Consider the Cuntz algebra $\mathcal{O}_2$ in two generators $s_1,s_2$. Let $\lambda:\mathcal{O}_2\to \mathcal{O}_2$ given by $$\lambda(a)=s_1as_1^*+s_2as_2^*.$$ Let $(a_n)_{n\in\mathbb{N}}\subset \mathcal{O}_2$ be a bounded sequence.
In going through a proof in which one uses the following fact:
$\lim\limits_{n\to\infty}\|a_nb-ba_n\|=0$ if and only if $\lim\limits_{n\to\infty}\|\lambda(a_n)-a_n\|=0$ $\;\star$.
it's only calculation in both directions, but I don't get this..
I tried to prove both directions using the following facts: Set $u=\sum\limits_{i=1}^2\lambda(s_i)s_i^*\in\mathcal{O}_2$. $u$ is an unitary element (with $u=u^*)$. Let $\lambda_u:\mathcal{O}_2\to \mathcal{O}_2$ given by $\lambda_u(s_j)=us_j.$ One has $\lambda=\lambda_u$. However, my calculations were pointless.
Why is $\star$ correct?

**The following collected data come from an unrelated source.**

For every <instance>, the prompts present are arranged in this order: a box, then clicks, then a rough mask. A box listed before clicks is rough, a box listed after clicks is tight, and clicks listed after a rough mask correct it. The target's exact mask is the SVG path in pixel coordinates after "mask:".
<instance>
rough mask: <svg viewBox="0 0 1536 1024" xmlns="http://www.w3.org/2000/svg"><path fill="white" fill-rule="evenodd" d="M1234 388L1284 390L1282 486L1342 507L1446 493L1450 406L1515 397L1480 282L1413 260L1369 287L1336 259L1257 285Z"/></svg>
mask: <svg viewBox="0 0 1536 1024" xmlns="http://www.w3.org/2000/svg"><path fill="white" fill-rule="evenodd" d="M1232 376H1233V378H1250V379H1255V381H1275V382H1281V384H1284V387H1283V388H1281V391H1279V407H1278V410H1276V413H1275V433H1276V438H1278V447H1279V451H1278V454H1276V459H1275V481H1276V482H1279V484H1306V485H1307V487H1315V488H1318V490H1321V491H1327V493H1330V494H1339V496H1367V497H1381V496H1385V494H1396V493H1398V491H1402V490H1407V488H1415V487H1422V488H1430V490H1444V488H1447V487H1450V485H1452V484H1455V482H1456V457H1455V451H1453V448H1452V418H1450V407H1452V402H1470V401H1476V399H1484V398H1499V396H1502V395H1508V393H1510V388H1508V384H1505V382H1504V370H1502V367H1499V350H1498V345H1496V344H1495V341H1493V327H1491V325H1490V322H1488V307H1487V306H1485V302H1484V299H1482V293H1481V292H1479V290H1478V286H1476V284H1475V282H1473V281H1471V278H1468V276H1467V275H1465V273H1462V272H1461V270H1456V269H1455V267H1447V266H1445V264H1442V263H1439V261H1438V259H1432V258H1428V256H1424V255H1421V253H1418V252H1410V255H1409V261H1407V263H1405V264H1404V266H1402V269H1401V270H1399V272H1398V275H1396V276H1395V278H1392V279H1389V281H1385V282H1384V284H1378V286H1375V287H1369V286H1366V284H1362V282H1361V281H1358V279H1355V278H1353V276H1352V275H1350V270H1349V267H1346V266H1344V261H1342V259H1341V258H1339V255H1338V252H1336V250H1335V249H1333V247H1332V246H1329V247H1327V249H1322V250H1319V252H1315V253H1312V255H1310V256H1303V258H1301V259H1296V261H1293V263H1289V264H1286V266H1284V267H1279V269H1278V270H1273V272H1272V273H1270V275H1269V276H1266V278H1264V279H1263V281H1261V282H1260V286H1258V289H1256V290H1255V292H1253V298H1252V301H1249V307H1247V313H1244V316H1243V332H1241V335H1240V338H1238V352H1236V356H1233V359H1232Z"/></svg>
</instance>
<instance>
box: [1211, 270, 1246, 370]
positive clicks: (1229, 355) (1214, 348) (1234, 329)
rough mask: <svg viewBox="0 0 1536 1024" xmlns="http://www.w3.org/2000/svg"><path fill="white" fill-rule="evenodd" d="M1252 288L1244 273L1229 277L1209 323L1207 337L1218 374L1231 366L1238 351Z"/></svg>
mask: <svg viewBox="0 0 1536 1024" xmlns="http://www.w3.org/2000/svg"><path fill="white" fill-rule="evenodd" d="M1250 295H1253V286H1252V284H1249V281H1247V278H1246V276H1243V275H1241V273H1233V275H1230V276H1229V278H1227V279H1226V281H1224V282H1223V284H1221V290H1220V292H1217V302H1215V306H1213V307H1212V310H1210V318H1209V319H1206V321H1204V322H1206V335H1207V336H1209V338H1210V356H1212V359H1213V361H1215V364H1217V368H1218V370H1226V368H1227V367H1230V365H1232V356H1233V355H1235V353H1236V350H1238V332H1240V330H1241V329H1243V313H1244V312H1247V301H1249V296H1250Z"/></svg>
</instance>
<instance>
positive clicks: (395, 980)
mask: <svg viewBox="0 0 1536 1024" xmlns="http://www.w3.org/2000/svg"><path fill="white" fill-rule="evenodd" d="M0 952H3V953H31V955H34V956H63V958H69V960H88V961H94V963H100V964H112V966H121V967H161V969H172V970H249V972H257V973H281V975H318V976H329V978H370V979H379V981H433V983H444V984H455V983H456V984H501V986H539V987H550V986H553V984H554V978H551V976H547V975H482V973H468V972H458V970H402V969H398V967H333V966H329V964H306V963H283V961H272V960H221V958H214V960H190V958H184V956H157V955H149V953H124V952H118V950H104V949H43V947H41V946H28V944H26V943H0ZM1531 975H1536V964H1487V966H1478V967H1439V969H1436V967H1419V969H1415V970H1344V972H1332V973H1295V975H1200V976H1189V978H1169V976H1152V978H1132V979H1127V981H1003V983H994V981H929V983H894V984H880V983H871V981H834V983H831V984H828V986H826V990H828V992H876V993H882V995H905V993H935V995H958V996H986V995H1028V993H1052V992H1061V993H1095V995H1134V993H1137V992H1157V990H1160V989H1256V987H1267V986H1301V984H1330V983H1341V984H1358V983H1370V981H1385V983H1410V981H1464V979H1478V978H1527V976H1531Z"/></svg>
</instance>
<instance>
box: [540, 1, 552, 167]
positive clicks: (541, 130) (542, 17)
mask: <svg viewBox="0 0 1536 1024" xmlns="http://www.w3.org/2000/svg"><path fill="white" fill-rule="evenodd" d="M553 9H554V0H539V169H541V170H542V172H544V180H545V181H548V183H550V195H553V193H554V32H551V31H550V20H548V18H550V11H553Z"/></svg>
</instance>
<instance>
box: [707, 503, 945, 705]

I appreciate your help.
If $a_nb-ba_n\to0$ for all $b\in \mathcal O_2$, then write (using $s_1s_1^*+s_2s_2^*=I$) $$ \lambda(a_n)-a_n=(s_1a_n-a_ns_1)s_1^*+(s_2a_n-a_ns_2)s_2^*\to0. $$ Conversely, if $\lambda(a_n)-a_n\to0$, this is $$ s_1a_ns_1^*+s_2a_ns_2^*-a_n\to0. $$ Using that $s_2^*s_1=0$ we get by multiplying by $s_1$ on the right (recall that $s_1,s_2$ are isometries) that $$s_1a_n-a_ns_1\to0.$$Multiplying by $s_1^*$ on the left, $$a_ns_1^*-s_1^*a_n\to0.$$ And similarly with $s_2$. Now we can use this to show that $$a_nb-ba_n\to0$$ for any $b$ that is a polynomial in $s_1,s_1^*,s_2,s_2^*$. And now we can pass to any $b$ by a density argument.